Ho partorito lacrime in controluce
e i cerchi si sono slabbrati
gli uccelli sono rimasti fermi
a guardarmi
aspettando il tramonto
domani sarei stata madre.
Sono diventati corvi
mi hanno accerchiato
allora ho pianto
sono volati via
nessuno presenziò al tramonto.

 

Attraverserò quella che voi
definite fiamma.
Lascerò che la pelle
conosca la resa
lei sola conoscerà il perdono
e quel che mi merito
sconterà interdizione
non saprà chi seguire
chi adorare
se cenere o la cenere.

 

Rincorrere i tuoi passi.
Dimenticare sembianze.
Mentre ti parlo
la gente pasteggia ancora sui binari
sparecchiano spesso prima che passi il treno
solo per lasciarci incuriositi dai tavoli.

 

I morti hanno gli occhi vitrei per aver concluso l’opposto
spesso scelgono di dimenticarlo
in nome di una verità che sia di tutti
la rivelano all’orecchio nei momenti inopportuni;
di colpo tramandano la consistenza di un’iride
che non hanno mai visto e di cui tutti parlano.

 

Se in sogno m’appari
subito mi vien sonno
come a volermi calare
nell’imbuto di un frantumo.
Erano di vetro quegli anni
in cui ti ritrovavi intatta
adesso respiro in ogni angolo – divelto
adesso ricordo il giorno in cui mia madre è morta.

 

Farti diventare una cosa.
Fare il gioco del solito rimbalzo
da estremo a estremo;
dall’altra parte metterò
il tentativo, di smetterla
di raddoppiare il riflesso.
Ho preso un difetto –
l’ho sistemato
dans le maison de poupée.

 

Julia Gianferri è nata nel 1994. Studentessa di Lettere e Filosofia, sue poesie sono apparse su alcune importanti riviste letterarie.

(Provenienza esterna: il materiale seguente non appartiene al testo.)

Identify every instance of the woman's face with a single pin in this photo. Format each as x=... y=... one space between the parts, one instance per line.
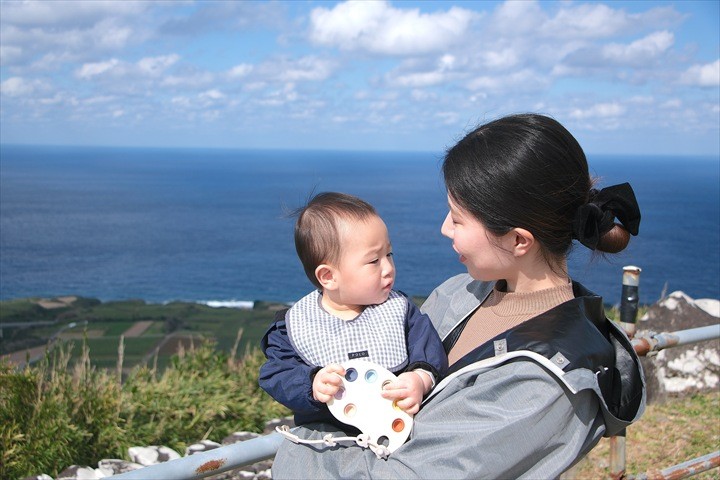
x=485 y=255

5 risposte a “Inediti di Julia Gianferri”

  1. Contrastato il contrasto, per sempre, fra parola e vita che scardina e frantuma le cose. E le parole che giustamente l’esprimono, sono lì, liquide ed infangate come in una grande, estesissima iattura. Ma il tutto va avanti lo stesso e poco importa se il soggetto abbarbicato alla soggettiva, propria delusione,rimane, in fondo, sempre da solo. Conati di pianto sparsi qua e là a significare un qualche punto fermo per la delusa speranza del domani. Domani confuso con l’oggi o col passato indefinito, se non per spigoli puntuti, assassini della vita. E poi i passaggi ieratici e stregati di corvidi infidi, comunque presenti, da sopportare pur sparendo in fretta agli umori acidi delle sere. Lamenti, alti lai, infrenabili nel compenso del mattino, quando le cose dovrebbero essere più chiare, dunque ben parate per l’arredo, fiabesco, delle scene. Infine pietas, che vale una carezza, una carezza accoccolata a tangere un viso caro, nel ricordo d’un recente passato.